* * *
Shortly after the country’s founding, the U.S. government began collecting data on the racial and ethnic make-up of every person in each household. Every decennial ushers in some new language meant to enhance the accuracy and reliability of the census as a measurement of the entire national population. There’s symbolic power in being represented on the census—in being counted. But as the political scientist Melissa Nobles shows in her book Shades of Citizenship, these data also track compliance with civil-rights legislation, particularly voting districts. They are linked to federal resources, intensifying public agitation around the categories.
During the years between each census, researchers, activists, politicians, and interest groups lobby for the rewording of a label, the addition (or elimination) of a category, or the disaggregation of another, such as Asian or American Indian or Alaska Native. In 2000, for example, “Hispanic or Latino, or Spanish origins” was reclassified from racial to ethnic data. Respondents were also allowed to select multiple boxes to reflect multiracial heritage for the first time. Additional changes that affect how the racial makeup of the country is represented are underway, including the creation of a separate category for people of Middle Eastern and North African descent (referred to as MENA).
Shifts in racial classifications raise questions about what exactly is being counted, how people interpret the same questions differently, and what to do about people’s changing perceptions of their racial background. In 2015, the Pew Research Center reported that at least 9.8 million people reported a different racial or ethnic background than they did in 2000. When someone appears to “change” races, the resulting data is sometimes construed as erroneous.
The statistical accounting used to correct such errors is commonly referred to as “data cleaning” or data cleansing. This process involves identifying and then editing data already collected—through modification, enhancement, or deletion of responses—when it does not conform to some predetermined rules that standardize the data set. Ostensibly, the goal is to improve data quality by correcting measurement errors generated by people who complete the questionnaires or enter responses into the database. Data cleaning hopes to make a final data set similar to other, related ones, such as the other national censuses and the American Community Survey.

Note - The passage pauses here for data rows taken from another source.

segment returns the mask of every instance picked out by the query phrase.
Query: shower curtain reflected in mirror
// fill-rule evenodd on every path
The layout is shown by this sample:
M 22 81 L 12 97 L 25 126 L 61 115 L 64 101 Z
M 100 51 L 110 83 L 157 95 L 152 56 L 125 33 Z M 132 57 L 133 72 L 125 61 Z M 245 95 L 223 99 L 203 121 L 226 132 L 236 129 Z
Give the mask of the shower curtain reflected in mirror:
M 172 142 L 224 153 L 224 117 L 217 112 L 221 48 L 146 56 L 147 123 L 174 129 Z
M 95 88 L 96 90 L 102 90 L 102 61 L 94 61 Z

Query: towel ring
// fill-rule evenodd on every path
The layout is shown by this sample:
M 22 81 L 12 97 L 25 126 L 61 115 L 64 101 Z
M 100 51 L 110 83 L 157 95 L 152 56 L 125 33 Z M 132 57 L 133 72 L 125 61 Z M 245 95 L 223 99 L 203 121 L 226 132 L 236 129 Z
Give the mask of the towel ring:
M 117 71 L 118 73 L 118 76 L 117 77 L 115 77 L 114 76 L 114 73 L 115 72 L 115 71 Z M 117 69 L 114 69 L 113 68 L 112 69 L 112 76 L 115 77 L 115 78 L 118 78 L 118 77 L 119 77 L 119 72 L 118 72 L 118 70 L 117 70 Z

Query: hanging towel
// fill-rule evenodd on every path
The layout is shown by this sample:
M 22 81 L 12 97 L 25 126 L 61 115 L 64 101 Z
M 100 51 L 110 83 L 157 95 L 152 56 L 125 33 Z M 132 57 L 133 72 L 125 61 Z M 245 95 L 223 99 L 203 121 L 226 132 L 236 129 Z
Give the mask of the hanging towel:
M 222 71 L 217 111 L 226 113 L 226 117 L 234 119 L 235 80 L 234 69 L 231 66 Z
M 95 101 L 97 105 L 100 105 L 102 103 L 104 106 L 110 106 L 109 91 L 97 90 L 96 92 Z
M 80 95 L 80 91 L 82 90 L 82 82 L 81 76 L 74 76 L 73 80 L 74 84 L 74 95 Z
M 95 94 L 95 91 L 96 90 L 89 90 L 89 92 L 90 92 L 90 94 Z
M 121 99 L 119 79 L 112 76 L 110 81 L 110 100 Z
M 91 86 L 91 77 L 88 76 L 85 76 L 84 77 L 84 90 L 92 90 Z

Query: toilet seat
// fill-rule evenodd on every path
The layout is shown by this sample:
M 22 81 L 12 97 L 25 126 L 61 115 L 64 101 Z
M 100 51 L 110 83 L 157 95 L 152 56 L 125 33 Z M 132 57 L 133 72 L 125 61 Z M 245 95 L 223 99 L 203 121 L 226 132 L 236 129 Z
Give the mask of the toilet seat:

Errors in reporting and recording certainly do happen. But if racial data must be cleaned, then some data is dirty. And that dirtiness is undeniably political. Some responses are more likely to be diagnosed as dirty. Given the goal of creating information that is comparable from one national census to the next, the data most under suspect are those that correspond to the categories most in flux: people who checked more than one box, for example, or those who saw themselves as members of different racial or ethnic groups at different times.